I am shocked at how accurate this all is. Thank you. This is brilliant. I’ve never been able to overcome my childhood. It’s feeling like a wasted life. I see now there are people like me, and there are people who can understand this amount of evil and yes, it is evil. You were set up to fail, if someone said a nice thing about you you ran a risk of being beat for it. You learned to hate herself to survive. By the time I was in 8th grade I would pray every night to please please please let me die.
It is really hard to feel like your life has been wasted. I have that feeling as well. Merely surviving doesn’t seem like anything to be proud of. But it is.
Thanks for your insightful articles! They resonate deeply with me. It’s confounding for children to understand how their mother – the one person in the world who’s supposed to love him or her – can instead hate him/her with such passion . As a result, the child internalizes the belief that s/he is inherently defective – and in my case, it lasted through my early adulthood. It wasn’t until I was in my mid to late thirties that I finally entered counseling, and not until I was in my fifties that I even had a name for what my mother was – a malignant narcissist. Knowing she fits this pathological category is easier to accept than constantly wondering why I was singled out in my family as the abused scapegoat.
Everything here is entirely consistent with my own experiences, especially the dissociation from the self which we undergo to try to stop the pain. However it is a form or repression, and this stuff will come out in later years if not dealt with.
The worst part for me is the deep embedding of the self protection patterns of compliance with the externally applied abuse, the Trojans, or internal ‘software’ adaptations made in order to survive.
These result even in a body language which later in life is instinctively ‘picked up’ on, and then other narcissists use the victim for their needs, via what in TA was described as, the “Sweatshirt Message”.
These people then perpetrate the same behaviour patterns in the victim who thinks ‘It must all be true, I am worthless’.
Of particular note to me is the denial of worth of the victim by the narcissist; I was told so much by my father that I was ugly, that when at about 25 I was asked if I wanted to be a model by girls in our High St, I wondered if they were taking the p***, my being so convinced of my ugliness.
So I understand all this intellectually, but have a failure of a life; no family, very little career success, loneliness, and living a life of almost academic exercise to the end.
What you right is so accurate. I started recovering from this over two years ago and have read many books on this subject and hardly any resonated. The nearest I got was a book on co-dependency by LR which was really helpful. Your blogs one hundred percent resonate and is exactly what I was looking for. If you do ever choose to write a book that would be really awesome. Thank you so much for this.
You have helped me understand more than any of the people I have paid hundreds and hundreds and hundreds of dollars to. In understanding now what is happened and happens to me I can help my now grown children understand , hopefully it is not too late, that way they do not have to live a life of confusion, BLINDLY living life in a vicious circle of weird evil manipulation that is not at all understood by an innocent person or child. This is LIFELONG ABUSE in a sick way because it NEVER ENDS.

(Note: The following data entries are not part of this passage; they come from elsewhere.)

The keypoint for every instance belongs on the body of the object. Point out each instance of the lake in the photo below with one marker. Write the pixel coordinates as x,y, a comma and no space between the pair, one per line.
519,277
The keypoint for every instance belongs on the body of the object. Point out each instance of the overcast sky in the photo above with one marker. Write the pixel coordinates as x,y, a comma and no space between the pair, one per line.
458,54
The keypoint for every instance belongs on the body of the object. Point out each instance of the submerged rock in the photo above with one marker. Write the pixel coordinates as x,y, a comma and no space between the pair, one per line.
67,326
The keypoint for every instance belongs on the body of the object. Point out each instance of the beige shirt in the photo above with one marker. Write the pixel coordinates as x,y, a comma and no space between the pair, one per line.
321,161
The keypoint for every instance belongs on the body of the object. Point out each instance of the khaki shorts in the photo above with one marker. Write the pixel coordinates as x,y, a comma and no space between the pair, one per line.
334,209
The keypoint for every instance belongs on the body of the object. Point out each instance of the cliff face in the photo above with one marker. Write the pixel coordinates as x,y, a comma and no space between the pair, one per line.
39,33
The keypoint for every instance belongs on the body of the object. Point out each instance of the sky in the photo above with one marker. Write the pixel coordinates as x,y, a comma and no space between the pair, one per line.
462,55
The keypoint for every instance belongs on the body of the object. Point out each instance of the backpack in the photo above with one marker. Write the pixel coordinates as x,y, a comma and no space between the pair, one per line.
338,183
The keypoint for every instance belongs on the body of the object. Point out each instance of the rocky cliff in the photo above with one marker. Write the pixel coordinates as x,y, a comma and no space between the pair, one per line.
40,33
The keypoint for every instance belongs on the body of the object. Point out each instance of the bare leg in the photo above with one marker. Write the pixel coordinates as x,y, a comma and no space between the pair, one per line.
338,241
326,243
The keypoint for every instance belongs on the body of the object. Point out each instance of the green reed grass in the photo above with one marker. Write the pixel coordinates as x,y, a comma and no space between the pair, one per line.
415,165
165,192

Please help all you can and thank you for helping I will read all of your newsletters.
Thank you sincerely
My abuser was a sibling not a parent. As her sphere of influence grew she polarised our entire family into two: them and me. I morphed from a very active and friendly child, to an adult who just wanted to hide away. For the past decade I have been increasingly aware that NOTHING I do can please these people. Last year, aged 45, I asked myself two very important questions, who am I? What do I want?
For the first time in my life I attained financial independent from them. Soon after, I stopped contacting them(They had stopped years ago).
The peace I have known this past year is immeasurable, yet I know it’s just a beginning, but at least I’m on another path now
Thank you so much for this. This is definitely my story. I’m so happy I have, late in life, been able to uncover what happened to me, as a child, and that I am not alone.